J'ai été uchi deshi de Kobayashi shihan ; c'est lui qui m'a le plus influencé, peut-être pas sur le plan strictement technique, mais c'est auprès de lui que j'ai compris ce que cela représentait, conceptuellement et en termes de style de vie, d'être un professionnel de l'Aïkido. Mon père est un prêtre shinto qui fait de l'Aïkido ; Kobayashi sensei, lui, est un aïkidoka avant tout.

 

Qui vous a le plus influencé techniquement ?

 

Le Doshu, incontestablement. Techniquement parlant, son aïkido est limpide, lisible, beau : c'est la base. Sur la base de l'Aïkido du Doshu, j'ai ensuite développé le mien. Maintenant, mon Aïkido est différent de celui du Doshu, mais je peux reproduire le style du Doshu.

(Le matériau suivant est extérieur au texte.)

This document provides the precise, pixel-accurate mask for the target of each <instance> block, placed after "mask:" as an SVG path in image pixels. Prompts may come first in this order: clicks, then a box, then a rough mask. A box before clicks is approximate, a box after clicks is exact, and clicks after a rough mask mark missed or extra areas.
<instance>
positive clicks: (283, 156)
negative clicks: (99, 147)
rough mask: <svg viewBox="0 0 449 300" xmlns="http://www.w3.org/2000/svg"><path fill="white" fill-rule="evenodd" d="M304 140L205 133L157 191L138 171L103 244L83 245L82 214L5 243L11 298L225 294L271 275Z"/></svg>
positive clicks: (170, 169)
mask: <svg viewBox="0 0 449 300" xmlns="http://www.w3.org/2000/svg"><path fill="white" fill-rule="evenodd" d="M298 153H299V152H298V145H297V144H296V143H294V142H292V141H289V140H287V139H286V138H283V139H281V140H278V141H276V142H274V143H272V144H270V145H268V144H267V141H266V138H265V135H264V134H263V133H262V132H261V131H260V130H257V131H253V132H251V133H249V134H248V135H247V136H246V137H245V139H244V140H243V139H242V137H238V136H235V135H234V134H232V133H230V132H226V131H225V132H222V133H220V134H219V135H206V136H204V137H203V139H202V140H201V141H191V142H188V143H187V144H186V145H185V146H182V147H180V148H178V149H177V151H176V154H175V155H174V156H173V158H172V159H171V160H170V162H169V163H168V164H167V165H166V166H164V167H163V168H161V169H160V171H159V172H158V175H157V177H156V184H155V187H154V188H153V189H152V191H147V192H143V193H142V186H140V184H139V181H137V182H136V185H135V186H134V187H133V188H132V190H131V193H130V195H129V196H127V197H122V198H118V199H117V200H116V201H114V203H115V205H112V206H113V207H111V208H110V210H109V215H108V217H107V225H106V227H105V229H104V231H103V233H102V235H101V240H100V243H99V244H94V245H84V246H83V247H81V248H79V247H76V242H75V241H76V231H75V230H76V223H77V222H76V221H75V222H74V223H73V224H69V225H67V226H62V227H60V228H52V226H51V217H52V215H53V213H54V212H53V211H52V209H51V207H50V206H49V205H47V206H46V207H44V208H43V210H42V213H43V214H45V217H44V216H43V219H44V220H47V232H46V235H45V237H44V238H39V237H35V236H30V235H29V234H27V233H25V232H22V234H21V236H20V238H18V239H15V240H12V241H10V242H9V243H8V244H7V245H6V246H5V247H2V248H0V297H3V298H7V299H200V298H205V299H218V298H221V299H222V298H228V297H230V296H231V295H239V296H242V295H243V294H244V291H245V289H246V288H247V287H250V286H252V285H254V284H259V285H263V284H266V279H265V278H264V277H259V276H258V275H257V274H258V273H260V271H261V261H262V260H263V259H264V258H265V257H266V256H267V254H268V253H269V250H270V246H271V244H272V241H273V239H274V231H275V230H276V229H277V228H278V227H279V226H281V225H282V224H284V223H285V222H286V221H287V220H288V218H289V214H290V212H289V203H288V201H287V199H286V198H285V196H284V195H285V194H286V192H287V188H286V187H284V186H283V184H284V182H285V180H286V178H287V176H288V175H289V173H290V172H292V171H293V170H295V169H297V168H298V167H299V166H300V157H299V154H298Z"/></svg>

Quant à ma conception de l'Aïkido, elle vient de mon père. Il est extrêmement ouvert aux autres styles – contrairement à beaucoup de professeurs qui veulent transformer leurs élèves en clones [rires]. Ce n'est pas le cas de mon père, il ne dit jamais : « s'il vous plaît, imitez mon style ». Mon père a exploré beaucoup de styles différents, et c'est la raison pour laquelle son style a beaucoup évolué.

 

Qu'est-ce que représente pour vous l'Aïkido yawarakana [souple et doux] ?

 

Pour moi, l'Aïkido, c'est l'utilisation du corps, de tout le corps, c'est-à-dire des articulations des hanches, des épaules, des genoux, et des muscles de la partie inférieure du corps. La force vient des hanches : c'est doux, mais ça nécessite de l'équilibre. Mon père dit toujours : le bras doit être doux, mais pas trop doux – il a un cœur d'os. Et le point le plus important, c'est le centre, le hara, le seka tanden.

 

Comment pensez-vous que votre Aïkido va évoluer ?

 

Mon idéal, c'est la souplesse du bambou : il plie avec le vent, mais ne rompt jamais. Je pense que l'Aïkido doit être beau, esthétique, mais avec du sens. Le mouvement naturel est beau : si l'uke est bon et naturel également, alors la rencontre des deux est belle. Je pense qu'un enseignant devrait beaucoup enseigner les ukemis – cela prend beaucoup de temps à enseigner. La beauté, l'aspect naturel et l'efficacité sont la même chose. Si vous ne pratiquez pas beaucoup, vous faites beaucoup de mouvements superflus ; c'est une perte de mouvement, ce n'est plus naturel, et l'Aïkido devient très difficile. Il faut prendre soin à ne pas faire de mouvements en excès : plus vous pratiquez, plus cela devient facile.

La vertu essentielle, c'est datsuryoku, l'absence de force. C'est l'idéal du Budo classique, c'est aussi le mien.

 

Voulez-vous ajouter quelque chose ?

 

Je parlerais de l'importance du bukiwaza [travail des armes] : il est très important de pratiquer le ken et le jo. Le taijutsu [ « techniques du corps » = travail à mains nues ] s'est developpé à partir du kenjutsu. Il est important de pratiquer ces mouvements, la taille, l'estoc au jo, pour apprendre à projeter.

Igarashi sensei est un autre sempai [tuteur] de mon père et moi : c'est auprès de lui, au Canada, que j'ai appris le Katori shinto ryu. La différence entre le Kashima shin ryu et le Katori shinto ryu, c'est la longueur. Le Kashima est très court, les enchaînements du Katori sont très longs – et pour cette raison, le style n'est pas très populaire [rires].